Here's this year's shortlists, along with who we think will take home the big prizes:
Fiction, discussed by Zoë Triska, HuffPost Books Associate Editor
The fiction list is a hard call, as every author on it is great. We have several gigantic authors (Dave Eggers, Junot Diaz), some middle weights (Ben Fountain, Louise Erdrich) and a newbie, (Kevin Powers). None of the authors has won before, probably partially because prior to this, the judges had a tendency to pick more obscure titles, the ones that HADN'T gotten a lot of buzz. I think the fight probably comes down to Kevin Powers and Louise Eldrich. However, in the end, I think that Louise Erdrich will win for The Round House.
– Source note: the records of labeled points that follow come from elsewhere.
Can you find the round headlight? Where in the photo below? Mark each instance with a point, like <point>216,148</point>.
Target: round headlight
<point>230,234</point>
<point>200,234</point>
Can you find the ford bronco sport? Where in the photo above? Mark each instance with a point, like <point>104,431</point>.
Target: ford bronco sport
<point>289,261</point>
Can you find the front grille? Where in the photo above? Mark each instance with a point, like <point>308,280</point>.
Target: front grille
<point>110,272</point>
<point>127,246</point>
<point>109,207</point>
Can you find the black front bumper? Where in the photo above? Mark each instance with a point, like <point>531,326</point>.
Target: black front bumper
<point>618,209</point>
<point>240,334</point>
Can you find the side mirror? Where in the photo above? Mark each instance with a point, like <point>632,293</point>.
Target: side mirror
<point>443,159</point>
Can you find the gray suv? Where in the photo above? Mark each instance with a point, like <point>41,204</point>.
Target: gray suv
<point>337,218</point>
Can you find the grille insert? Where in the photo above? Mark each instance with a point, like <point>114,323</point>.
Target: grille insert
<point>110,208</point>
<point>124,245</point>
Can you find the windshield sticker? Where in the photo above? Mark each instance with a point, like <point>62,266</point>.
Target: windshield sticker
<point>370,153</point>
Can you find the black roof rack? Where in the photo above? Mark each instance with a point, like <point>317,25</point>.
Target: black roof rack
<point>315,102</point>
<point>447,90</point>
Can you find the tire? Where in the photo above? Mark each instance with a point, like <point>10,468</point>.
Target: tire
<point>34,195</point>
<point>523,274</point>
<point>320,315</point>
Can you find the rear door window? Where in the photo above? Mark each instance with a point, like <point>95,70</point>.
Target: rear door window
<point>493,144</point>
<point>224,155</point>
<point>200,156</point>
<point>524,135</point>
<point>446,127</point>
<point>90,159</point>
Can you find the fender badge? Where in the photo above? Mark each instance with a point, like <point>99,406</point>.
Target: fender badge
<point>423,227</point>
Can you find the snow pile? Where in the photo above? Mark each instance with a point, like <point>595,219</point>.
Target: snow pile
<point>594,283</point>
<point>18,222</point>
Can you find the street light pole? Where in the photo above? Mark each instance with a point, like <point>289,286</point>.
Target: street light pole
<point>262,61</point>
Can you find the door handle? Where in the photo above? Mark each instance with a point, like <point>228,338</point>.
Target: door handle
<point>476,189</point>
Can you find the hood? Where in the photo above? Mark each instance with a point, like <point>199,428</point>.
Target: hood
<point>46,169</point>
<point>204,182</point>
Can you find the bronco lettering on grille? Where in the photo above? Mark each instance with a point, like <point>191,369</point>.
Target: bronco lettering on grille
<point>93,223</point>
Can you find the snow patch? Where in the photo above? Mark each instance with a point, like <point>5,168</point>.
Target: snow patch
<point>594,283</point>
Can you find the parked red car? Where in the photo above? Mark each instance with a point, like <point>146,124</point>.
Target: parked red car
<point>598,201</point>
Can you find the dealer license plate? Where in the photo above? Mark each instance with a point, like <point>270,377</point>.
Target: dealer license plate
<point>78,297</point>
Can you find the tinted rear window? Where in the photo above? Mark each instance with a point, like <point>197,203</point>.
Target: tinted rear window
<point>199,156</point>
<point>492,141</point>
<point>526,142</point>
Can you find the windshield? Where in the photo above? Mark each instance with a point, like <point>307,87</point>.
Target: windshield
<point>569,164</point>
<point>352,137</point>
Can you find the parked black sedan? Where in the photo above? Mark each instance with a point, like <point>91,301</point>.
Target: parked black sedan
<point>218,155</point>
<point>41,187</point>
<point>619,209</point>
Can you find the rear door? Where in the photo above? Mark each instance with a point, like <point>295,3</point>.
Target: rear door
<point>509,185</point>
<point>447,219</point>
I haven't stopped hearing how amazing that book is since it came out.
Non-Fiction, discussed by Andrew Losowsky, HuffPost Books Editor
Every ten years or so since 1982, Robert Caro has produced another volume in his epic biography of Lyndon Johnson. The previous volume, Master of the Senate, won the NBA in 1992, so it seems hard to see beyond volume four, The Passage of Power, from taking the prize again. Especially in a year when the Man Booker Prize proved that sequels can be winners too. But this is a strong shortlist, also featuring accomplished journalist Anne Applebaum's detailed look at the crushing of Eastern Europe by Russian forces in the 1940s and 50s; Domingo Martinez's first-person look at growing up in South Texas in the 1980s, and the late reporter Anthony Shadid's memoir of growing up in the Middle East. However, my money, if I were betting any, would be on New Yorker journalist and MacArthur Fellow Katherine Boo's first book, Behind the Beautiful Forevers, a moving and intelligent look at life in an Indian slum. "Comparison to Dickens is not unwarranted," wrote The New York Times. Enough said.
Young People's Literature, discussed by Elizabeth Perle, HuffPost Teen Editor
While the heart-wrenching and beautiful Never Fall Down by Patricia McCormick may seem like the shoe-in for this category (McCormick is a former National Book Award finalist for Sold), I'm going to go with the slightly less buzzy but equally well-reviewed Endangered by Eliot Schrefer as the winner. Schrefer's story follows 14-year-old Sophie who adopts a bonobo in the Democratic Republic of Congo, and after a political rebellion ends up hiding out in the jungle with him for survival. According to a New York Times reviewer, "The descriptions of [the bonobo] are so visceral I sometimes felt I was holding a bonobo, not a book." (Note: One day I would like to believe a deeply imaginative fantasy book like Goblin Secrets will not be considered an underdog for this category, but alas, it is not this day.)
Poetry, discussed by Madeleine Crum, HuffPost Books Associate Editor
In comparison with the recent trend in nominating younger or debut fiction authors, the poetry category favors more seasoned writers. One nominee, David Ferry, is in his 80s; another, Alan Shapiro, has penned nine collections; while Susan Wheeler has appeared in numerous editions of The Best American Poetry series. Still, the committee seems to make selections based on individual works rather than an individual's entire career, so I'm guessing Cynthia Huntington's Heavenly Bodies, an examination of female sexuality in the 60s, might take home the prize.